Mr. Vilimo Fakalolo, CEO of Fisheries, Ministry of Agriculture & Food, Forests and Fisheries of Tonga said.

For regional organisations, working together with member countries in the implementation process of national bêche-de-mer plans and strategies is necessary and important. Convening partnerships to assist countries in developing national standards and processes for developing local and national industry, working on ‘branding’ and marketing opportunities to maximize value in global BdM markets and most importantly working to improve and build necessary capacity are required if real progress is to be made to sustainable and profitable fisheries.

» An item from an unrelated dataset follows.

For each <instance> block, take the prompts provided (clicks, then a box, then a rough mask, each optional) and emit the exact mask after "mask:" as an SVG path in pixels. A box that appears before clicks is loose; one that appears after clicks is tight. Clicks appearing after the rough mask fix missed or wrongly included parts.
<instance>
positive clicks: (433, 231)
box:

Taholo Kami, Regional Director of the International Union of Conservation of Nature, Oceania Regional Office said “ nothing has worked with management – let’s look at market based mechanisms that can be linked to strong community management and ownership and maximises benefits at national and local level.”

This meeting was hosted by the Government of the Kingdom of Tonga and supported by the International Union for Conservation of Nature (IUCN), Food and Agriculture Organization (FAO), WorldFish Centre, Secretariat of the Pacific Community (SPC) and IUCN member, the University of the South Pacific (USP). Participants numbered more than 50 and included Pacific Island Fisheries Ministers and public civil servants from Cook Islands, Fiji, Samoa, and IUCN member countries Solomon Islands and Tonga, as well as representatives from civil society, private sector, regional and non-government organisations.